CNN's talking heads narrated non-stop the journey of the dipping and diving device, all the while speculating whether the 6-year-old was A) in the balloon B) still alive C) fallen out of the balloon D) at home E) suffered other fate. Watching, I flashed back to a similar second-by-second video chase of a slow-rolling white bronco driving down a California highway.
OJ Simpson.
Balloon Boy.
Non-stop coverage of every twist and turn.
Talking heads with vacant air to fill, often making comments that sounded as if there was more air between their ears than in either the balloon or their time slot.
As I listened to this news report which was long on speculation and short on facts, I had another flashback of the grainy black-and-white video where Walter Cronkite reports the shooting of President Kennedy.
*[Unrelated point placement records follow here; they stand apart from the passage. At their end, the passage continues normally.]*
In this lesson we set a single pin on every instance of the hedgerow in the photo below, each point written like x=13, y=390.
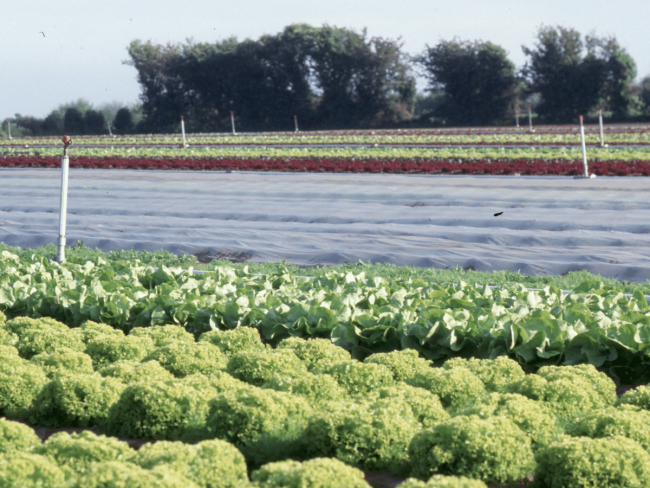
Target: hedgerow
x=494, y=450
x=319, y=472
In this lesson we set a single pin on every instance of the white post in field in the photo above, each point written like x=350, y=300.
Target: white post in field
x=63, y=209
x=584, y=149
x=600, y=123
x=183, y=131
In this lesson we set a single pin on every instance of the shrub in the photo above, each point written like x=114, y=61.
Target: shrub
x=20, y=384
x=15, y=436
x=627, y=421
x=371, y=436
x=494, y=373
x=319, y=472
x=426, y=406
x=113, y=474
x=440, y=481
x=156, y=410
x=360, y=378
x=314, y=352
x=64, y=359
x=493, y=450
x=182, y=359
x=27, y=470
x=107, y=349
x=129, y=372
x=197, y=462
x=639, y=397
x=257, y=368
x=35, y=341
x=536, y=419
x=316, y=388
x=403, y=364
x=75, y=400
x=454, y=387
x=162, y=335
x=80, y=451
x=266, y=425
x=583, y=462
x=234, y=340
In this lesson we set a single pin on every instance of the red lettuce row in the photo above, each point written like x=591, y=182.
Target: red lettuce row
x=399, y=166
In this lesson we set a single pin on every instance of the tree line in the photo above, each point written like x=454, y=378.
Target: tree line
x=336, y=78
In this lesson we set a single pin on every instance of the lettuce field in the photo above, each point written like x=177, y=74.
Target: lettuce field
x=278, y=380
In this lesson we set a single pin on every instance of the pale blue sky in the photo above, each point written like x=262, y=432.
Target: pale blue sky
x=85, y=41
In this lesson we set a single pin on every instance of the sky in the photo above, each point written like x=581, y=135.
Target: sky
x=53, y=52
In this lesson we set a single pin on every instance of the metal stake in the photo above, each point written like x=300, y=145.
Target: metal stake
x=65, y=163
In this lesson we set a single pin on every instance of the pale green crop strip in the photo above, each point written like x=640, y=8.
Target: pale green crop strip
x=370, y=153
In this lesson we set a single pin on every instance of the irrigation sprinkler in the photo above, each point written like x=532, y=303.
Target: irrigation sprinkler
x=584, y=152
x=183, y=132
x=600, y=124
x=65, y=163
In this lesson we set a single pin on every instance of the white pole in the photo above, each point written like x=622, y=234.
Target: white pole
x=584, y=149
x=60, y=256
x=183, y=131
x=600, y=123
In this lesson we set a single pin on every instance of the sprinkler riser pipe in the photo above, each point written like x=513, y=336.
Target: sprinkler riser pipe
x=65, y=164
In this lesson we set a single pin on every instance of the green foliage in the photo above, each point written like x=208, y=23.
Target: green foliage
x=157, y=410
x=257, y=367
x=478, y=79
x=20, y=384
x=314, y=352
x=455, y=387
x=64, y=359
x=75, y=400
x=114, y=474
x=371, y=436
x=81, y=451
x=359, y=378
x=182, y=359
x=536, y=419
x=234, y=340
x=403, y=364
x=26, y=470
x=627, y=421
x=164, y=335
x=319, y=472
x=129, y=372
x=197, y=462
x=426, y=406
x=494, y=373
x=315, y=388
x=107, y=349
x=16, y=436
x=493, y=450
x=581, y=462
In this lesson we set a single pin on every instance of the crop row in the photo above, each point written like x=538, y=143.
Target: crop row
x=594, y=323
x=300, y=406
x=507, y=167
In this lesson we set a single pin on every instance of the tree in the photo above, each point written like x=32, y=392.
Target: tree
x=123, y=122
x=73, y=121
x=94, y=123
x=478, y=80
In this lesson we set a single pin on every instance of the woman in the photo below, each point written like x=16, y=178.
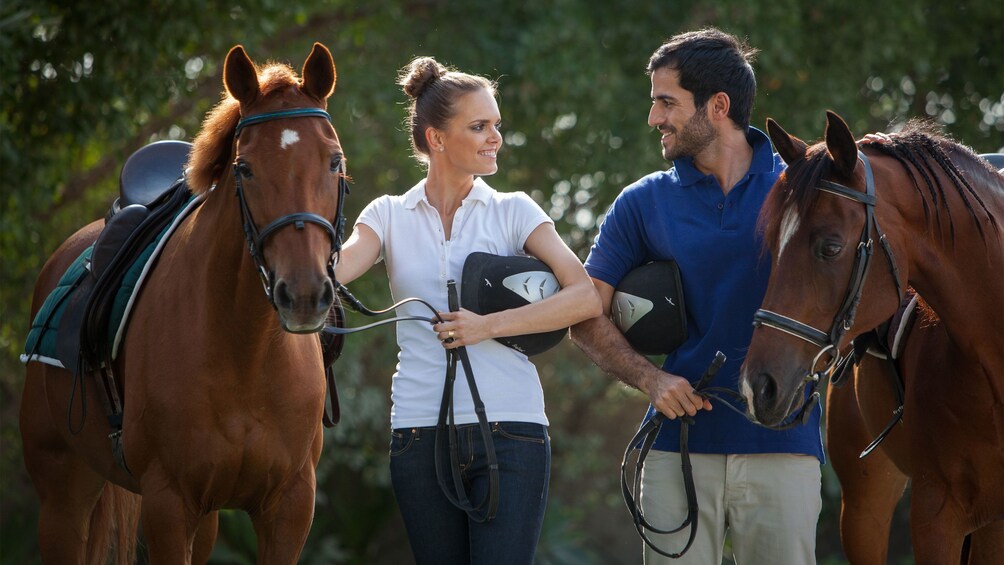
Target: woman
x=425, y=236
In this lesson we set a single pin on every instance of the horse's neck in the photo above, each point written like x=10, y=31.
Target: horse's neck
x=223, y=273
x=955, y=267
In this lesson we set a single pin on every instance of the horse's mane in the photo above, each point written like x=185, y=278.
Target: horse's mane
x=920, y=148
x=211, y=156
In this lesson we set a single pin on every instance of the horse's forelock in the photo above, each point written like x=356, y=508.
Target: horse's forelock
x=793, y=193
x=211, y=158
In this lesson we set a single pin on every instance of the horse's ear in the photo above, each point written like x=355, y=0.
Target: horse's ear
x=240, y=76
x=318, y=73
x=840, y=144
x=790, y=149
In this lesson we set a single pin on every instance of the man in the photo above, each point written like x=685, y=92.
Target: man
x=759, y=486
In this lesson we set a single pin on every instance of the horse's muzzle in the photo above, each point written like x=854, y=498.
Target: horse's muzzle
x=303, y=308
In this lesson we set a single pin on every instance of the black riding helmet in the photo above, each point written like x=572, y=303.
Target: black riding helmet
x=492, y=283
x=648, y=307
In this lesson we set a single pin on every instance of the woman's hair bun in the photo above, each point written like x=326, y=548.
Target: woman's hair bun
x=419, y=74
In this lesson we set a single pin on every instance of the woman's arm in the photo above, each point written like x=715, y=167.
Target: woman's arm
x=577, y=299
x=357, y=254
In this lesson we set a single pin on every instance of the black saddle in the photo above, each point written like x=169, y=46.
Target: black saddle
x=152, y=192
x=150, y=172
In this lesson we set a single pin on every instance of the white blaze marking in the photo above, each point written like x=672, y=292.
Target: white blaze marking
x=789, y=225
x=289, y=136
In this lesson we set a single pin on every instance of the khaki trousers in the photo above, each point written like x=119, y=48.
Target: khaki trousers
x=768, y=504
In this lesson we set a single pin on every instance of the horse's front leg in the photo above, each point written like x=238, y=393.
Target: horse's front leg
x=169, y=522
x=869, y=488
x=987, y=545
x=205, y=537
x=283, y=522
x=938, y=525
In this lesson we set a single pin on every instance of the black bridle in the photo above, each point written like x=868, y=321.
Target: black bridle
x=828, y=342
x=256, y=239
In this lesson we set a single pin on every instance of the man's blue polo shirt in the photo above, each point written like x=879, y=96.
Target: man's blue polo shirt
x=683, y=214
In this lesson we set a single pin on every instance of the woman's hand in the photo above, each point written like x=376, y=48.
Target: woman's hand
x=463, y=327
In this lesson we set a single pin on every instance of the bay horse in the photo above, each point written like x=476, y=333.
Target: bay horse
x=941, y=207
x=223, y=385
x=857, y=412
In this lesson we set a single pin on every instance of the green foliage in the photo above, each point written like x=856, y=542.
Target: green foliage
x=85, y=83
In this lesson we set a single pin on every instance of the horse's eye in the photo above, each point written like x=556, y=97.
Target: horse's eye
x=829, y=250
x=243, y=170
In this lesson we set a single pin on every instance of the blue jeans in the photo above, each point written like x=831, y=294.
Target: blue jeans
x=442, y=534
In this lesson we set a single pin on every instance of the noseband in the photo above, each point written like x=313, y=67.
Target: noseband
x=256, y=239
x=828, y=342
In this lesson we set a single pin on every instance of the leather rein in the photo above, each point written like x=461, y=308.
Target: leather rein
x=446, y=427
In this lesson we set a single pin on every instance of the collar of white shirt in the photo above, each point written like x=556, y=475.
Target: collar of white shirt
x=480, y=192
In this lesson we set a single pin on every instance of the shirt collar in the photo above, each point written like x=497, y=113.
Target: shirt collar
x=480, y=192
x=763, y=159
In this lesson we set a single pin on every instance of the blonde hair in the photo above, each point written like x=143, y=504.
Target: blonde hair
x=434, y=89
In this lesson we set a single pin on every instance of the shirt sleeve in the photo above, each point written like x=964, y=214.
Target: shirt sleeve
x=377, y=216
x=619, y=246
x=525, y=216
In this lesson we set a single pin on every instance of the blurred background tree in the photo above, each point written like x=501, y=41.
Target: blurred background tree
x=85, y=83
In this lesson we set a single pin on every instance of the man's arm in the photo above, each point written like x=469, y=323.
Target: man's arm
x=603, y=343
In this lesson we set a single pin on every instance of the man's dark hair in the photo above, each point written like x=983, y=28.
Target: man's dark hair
x=710, y=61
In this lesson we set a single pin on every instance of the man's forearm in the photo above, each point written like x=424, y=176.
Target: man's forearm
x=600, y=340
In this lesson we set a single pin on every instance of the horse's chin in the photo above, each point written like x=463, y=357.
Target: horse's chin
x=301, y=324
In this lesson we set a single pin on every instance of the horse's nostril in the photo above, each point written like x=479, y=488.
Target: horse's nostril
x=281, y=296
x=327, y=296
x=764, y=388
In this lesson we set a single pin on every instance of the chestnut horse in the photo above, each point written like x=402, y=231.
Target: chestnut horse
x=929, y=210
x=223, y=384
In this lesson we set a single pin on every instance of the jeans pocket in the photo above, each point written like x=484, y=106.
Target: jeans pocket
x=402, y=440
x=521, y=432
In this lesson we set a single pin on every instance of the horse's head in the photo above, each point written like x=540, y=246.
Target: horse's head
x=818, y=222
x=272, y=140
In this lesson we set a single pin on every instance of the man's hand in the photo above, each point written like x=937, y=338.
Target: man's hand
x=675, y=397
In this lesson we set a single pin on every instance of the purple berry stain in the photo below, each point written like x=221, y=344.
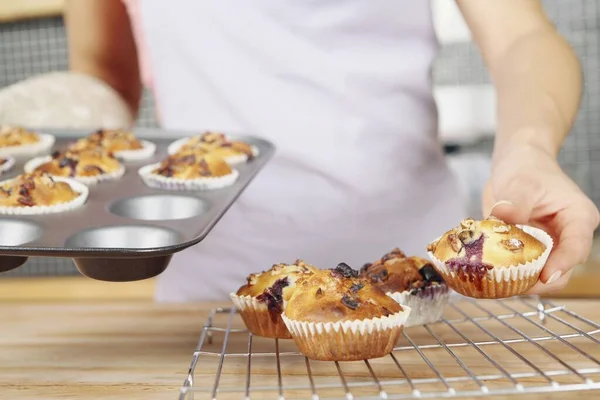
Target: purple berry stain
x=273, y=297
x=470, y=267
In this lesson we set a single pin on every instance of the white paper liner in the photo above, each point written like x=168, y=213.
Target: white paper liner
x=41, y=147
x=162, y=182
x=347, y=340
x=148, y=149
x=8, y=164
x=363, y=327
x=57, y=208
x=34, y=163
x=426, y=306
x=261, y=323
x=513, y=272
x=231, y=160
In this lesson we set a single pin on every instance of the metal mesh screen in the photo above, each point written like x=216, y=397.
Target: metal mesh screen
x=38, y=46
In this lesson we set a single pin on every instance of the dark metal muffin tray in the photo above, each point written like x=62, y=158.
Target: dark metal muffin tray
x=126, y=231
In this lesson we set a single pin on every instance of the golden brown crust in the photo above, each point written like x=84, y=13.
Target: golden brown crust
x=87, y=162
x=258, y=283
x=16, y=136
x=190, y=166
x=396, y=273
x=215, y=143
x=111, y=140
x=338, y=294
x=36, y=189
x=491, y=241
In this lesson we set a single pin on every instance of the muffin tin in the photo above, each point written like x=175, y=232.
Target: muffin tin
x=126, y=231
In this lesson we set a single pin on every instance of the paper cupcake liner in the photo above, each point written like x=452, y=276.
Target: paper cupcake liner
x=53, y=209
x=348, y=340
x=8, y=164
x=34, y=163
x=499, y=282
x=231, y=160
x=427, y=306
x=148, y=149
x=257, y=318
x=162, y=182
x=41, y=147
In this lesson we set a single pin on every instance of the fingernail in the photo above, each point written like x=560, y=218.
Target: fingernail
x=501, y=202
x=554, y=277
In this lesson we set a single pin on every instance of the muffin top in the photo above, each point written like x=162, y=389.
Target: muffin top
x=396, y=273
x=35, y=189
x=218, y=143
x=17, y=136
x=486, y=244
x=86, y=162
x=111, y=140
x=191, y=166
x=276, y=284
x=338, y=294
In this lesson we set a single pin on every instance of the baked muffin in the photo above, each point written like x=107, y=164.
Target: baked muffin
x=233, y=152
x=189, y=172
x=490, y=259
x=335, y=315
x=88, y=166
x=40, y=193
x=123, y=144
x=261, y=300
x=412, y=282
x=6, y=164
x=19, y=142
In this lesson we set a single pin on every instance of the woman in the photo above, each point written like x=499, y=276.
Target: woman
x=342, y=87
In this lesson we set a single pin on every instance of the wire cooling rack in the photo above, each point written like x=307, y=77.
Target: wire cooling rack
x=481, y=348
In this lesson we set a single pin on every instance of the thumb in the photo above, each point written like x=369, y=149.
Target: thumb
x=515, y=202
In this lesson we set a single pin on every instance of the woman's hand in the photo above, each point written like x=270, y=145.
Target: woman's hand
x=527, y=186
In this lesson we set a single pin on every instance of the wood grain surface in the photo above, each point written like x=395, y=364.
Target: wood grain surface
x=140, y=350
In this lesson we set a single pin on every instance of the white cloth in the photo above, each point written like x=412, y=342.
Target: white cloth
x=342, y=87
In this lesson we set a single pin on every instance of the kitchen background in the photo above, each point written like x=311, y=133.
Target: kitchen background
x=465, y=99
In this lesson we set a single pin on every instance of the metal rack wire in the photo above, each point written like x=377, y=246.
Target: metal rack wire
x=480, y=348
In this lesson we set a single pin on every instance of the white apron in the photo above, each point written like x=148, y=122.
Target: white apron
x=342, y=87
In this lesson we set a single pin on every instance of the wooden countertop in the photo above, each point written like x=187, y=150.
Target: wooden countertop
x=125, y=350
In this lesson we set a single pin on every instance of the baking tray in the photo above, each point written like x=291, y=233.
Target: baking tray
x=126, y=231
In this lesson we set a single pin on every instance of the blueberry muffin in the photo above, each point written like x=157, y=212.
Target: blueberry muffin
x=88, y=166
x=19, y=142
x=189, y=172
x=233, y=152
x=122, y=143
x=6, y=164
x=335, y=315
x=489, y=258
x=412, y=282
x=40, y=193
x=261, y=300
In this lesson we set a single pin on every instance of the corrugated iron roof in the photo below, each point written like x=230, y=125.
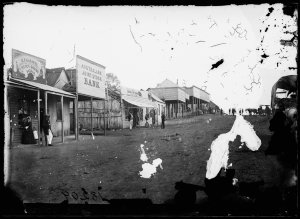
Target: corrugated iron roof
x=52, y=75
x=138, y=101
x=43, y=87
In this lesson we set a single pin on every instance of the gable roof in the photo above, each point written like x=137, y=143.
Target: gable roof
x=166, y=83
x=156, y=98
x=52, y=75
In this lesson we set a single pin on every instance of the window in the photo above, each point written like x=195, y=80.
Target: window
x=58, y=110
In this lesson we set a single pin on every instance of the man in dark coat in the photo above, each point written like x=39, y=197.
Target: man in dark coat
x=46, y=128
x=163, y=118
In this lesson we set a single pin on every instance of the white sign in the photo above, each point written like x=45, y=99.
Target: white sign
x=29, y=67
x=90, y=78
x=131, y=92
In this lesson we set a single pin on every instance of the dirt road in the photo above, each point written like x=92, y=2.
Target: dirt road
x=108, y=166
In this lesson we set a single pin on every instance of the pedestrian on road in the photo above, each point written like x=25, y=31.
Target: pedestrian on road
x=153, y=119
x=163, y=118
x=130, y=118
x=233, y=111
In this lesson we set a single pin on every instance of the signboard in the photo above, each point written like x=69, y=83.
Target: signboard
x=130, y=92
x=28, y=67
x=90, y=78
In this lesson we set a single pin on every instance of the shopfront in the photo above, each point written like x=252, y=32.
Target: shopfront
x=29, y=99
x=135, y=102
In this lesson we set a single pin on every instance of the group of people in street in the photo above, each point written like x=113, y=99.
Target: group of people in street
x=147, y=117
x=283, y=148
x=45, y=125
x=30, y=134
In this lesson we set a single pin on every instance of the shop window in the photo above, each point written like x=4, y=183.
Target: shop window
x=24, y=110
x=58, y=111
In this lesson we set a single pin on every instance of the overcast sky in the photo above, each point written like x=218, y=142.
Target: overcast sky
x=145, y=45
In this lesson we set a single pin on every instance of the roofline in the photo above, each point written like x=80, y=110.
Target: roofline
x=29, y=54
x=198, y=88
x=52, y=69
x=88, y=60
x=168, y=88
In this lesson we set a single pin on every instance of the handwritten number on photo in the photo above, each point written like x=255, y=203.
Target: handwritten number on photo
x=65, y=193
x=85, y=194
x=74, y=194
x=94, y=196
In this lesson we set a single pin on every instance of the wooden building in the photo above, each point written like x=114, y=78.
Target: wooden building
x=174, y=97
x=140, y=103
x=27, y=94
x=198, y=100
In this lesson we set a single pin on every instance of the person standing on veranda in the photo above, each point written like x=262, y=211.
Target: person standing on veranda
x=163, y=118
x=130, y=118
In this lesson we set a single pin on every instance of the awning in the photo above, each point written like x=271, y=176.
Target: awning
x=139, y=101
x=42, y=87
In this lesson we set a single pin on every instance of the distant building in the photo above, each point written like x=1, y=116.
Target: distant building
x=140, y=103
x=199, y=100
x=174, y=97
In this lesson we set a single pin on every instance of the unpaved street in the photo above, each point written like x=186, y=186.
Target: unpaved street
x=108, y=166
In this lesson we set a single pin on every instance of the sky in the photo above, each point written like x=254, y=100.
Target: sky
x=233, y=52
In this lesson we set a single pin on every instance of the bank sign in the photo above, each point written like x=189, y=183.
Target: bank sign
x=28, y=67
x=90, y=78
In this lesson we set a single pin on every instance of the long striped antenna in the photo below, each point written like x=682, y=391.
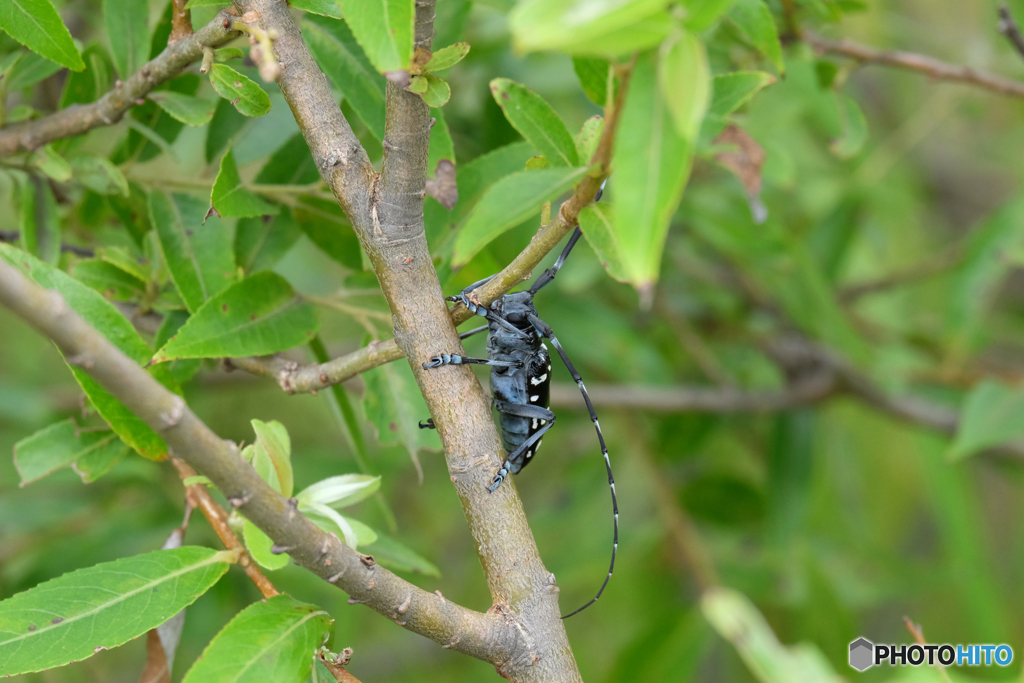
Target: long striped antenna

Cronkite's most memorable line -- at least among journalists -- was: Get it right. Not "Get it fast." Cronkite knew reporting news fast is worthless if whatever you get isn't also right.
No doubt about it, CNN's Balloon Boy report was great entertainment. It was a mixture of truth, human drama and pure bull.
Afterward, the public was outraged at the parents, partly I suspect because we'd been taken on a two-hour emotional roller coaster, courtesy of CNN.
In the old days, we called such stuff a fictionalized account based on actual events.
These days, it's hard to tell where one ends and the other begins.
Great entertainment. Great fun. Just not great reporting.
Meanwhile, let's not forget: Balloon Boy is a 6-year-old. They do and say childish things. Cause THEY'RE SIX. They do things which don't make sense. Cause THEY'RE SIX.
Sadly, we all don't have that same excuse.